The Persistent Past and Imponderable Future

But the previous eighteen years had shown that human events rarely unfold in predictable ways. The 9/11 terrorist attack, the subsequent wars in Iraq and Afghanistan, the near-collapse of the economy in 2008-2009, Hurricane Katrina, and the massive oil spill in the Gulf of Mexico all shocked the American people. And the surprises were not all bad. No one in 1992 could have predicted that the tidal wave of crime would recede the following decade. For that matter, the relative absence of racial references during the 2008 campaign that resulted in the election of the nation’s first African American president would have been unimaginable decades earlier.
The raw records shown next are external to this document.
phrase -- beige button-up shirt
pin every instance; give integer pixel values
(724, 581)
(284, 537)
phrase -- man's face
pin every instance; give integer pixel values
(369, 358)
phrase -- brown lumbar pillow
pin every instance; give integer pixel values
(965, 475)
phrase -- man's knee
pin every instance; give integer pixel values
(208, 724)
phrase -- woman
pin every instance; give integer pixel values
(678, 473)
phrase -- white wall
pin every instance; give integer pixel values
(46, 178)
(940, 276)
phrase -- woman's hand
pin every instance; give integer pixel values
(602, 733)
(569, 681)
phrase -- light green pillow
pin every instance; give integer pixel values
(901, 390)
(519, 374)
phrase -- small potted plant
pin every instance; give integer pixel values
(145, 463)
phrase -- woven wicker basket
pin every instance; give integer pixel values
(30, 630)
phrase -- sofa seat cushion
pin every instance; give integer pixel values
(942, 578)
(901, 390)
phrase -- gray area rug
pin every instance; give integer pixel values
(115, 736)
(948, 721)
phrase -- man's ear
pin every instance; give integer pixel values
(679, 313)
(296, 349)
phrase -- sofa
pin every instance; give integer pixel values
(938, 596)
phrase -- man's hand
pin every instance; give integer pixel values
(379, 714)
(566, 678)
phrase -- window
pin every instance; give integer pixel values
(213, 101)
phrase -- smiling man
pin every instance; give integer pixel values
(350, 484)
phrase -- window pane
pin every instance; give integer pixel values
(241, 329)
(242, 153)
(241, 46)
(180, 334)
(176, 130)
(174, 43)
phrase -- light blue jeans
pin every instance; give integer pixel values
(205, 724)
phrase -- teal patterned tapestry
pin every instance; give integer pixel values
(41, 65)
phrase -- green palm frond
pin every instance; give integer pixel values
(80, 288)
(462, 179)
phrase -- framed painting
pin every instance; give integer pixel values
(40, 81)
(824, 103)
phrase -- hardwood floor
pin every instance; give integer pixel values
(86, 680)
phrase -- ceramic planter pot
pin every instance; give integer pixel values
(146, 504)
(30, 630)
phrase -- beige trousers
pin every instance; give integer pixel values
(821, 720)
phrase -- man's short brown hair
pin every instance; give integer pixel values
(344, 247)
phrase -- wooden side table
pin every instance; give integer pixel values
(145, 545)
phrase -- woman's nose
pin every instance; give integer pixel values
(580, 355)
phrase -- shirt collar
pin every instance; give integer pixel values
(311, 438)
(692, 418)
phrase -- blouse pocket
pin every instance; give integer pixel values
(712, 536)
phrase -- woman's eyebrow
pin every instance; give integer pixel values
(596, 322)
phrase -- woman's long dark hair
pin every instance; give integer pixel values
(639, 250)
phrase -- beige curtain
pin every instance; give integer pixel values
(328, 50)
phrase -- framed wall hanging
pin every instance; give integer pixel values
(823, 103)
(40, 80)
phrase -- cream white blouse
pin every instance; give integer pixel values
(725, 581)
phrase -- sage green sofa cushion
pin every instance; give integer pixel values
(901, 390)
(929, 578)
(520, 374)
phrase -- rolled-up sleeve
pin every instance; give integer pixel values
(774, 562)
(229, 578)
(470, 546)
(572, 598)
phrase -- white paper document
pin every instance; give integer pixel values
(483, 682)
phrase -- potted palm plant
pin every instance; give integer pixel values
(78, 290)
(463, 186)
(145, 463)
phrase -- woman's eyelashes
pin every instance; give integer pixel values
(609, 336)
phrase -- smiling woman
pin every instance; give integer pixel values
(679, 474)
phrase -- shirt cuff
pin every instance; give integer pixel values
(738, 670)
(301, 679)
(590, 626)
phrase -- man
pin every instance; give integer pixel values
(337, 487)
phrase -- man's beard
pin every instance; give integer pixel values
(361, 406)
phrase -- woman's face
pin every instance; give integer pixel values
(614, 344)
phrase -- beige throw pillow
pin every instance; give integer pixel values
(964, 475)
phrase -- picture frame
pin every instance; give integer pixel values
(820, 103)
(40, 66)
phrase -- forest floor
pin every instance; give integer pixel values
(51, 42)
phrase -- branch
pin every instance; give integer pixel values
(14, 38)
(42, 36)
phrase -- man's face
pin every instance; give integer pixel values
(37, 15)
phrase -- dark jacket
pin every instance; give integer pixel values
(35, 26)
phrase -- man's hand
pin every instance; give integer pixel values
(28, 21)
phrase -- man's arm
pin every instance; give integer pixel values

But if the past does not enable us to predict the future, what do we ever “learn” from history? Consider an analogy with seismology, the study of earthquakes. Seismologists cannot predict exactly when and where any earthquake will strike, but their study of the underlying forces—the shift and collision of tectonic plates—helps explain the phenomenon. Historians similarly cannot predict the future course of human events. But the study of history can provide insights on the underlying forces that generate historical change. No one predicted, for example, that a particular deep-sea oil well would explode and release millions of barrels of oil into the Gulf of Mexico in the summer of 2010; but the American nation’s voracious thirst for oil—a result of many developments during the previous century—led to the demand for the exploitation of deep-water oil resources. Similarly, in the first decades of the twenty-first century Americans fought and died in Iraq and Afghanistan because of a wide variety of historical forces, ranging from a commitment to democratic values and human rights to a demand for cheap Middle Eastern oil. History does not predict the future, which emerges through the convergence of infinite actions and reactions. But history can help reveal the various forces that are heaving beneath the surface of time.



This book was conceived as a reminder that the past is never truly past. It radiates through time. It touches our lives, just as what we do today will influence the future. By connecting to the past, we better understand ourselves and perhaps gain an inkling of what will become of us.



Just about everything that happens in one part of the modern world is in some way related to everything else that is going on. Far too many things are happening for anyone to sort out which is going to have what effect on tomorrow’s events, let alone those that occur a year from now. “Then” (whether tomorrow or next year) historians will be able to study those particular events and puzzle out their chief causes—but not “now.”



Yet “now” is where we happen to be, and thus this book, so full of events and their causes and results, must end inconclusively. No one knows what will happen next. But not knowing what will happen is one reason why life is so interesting.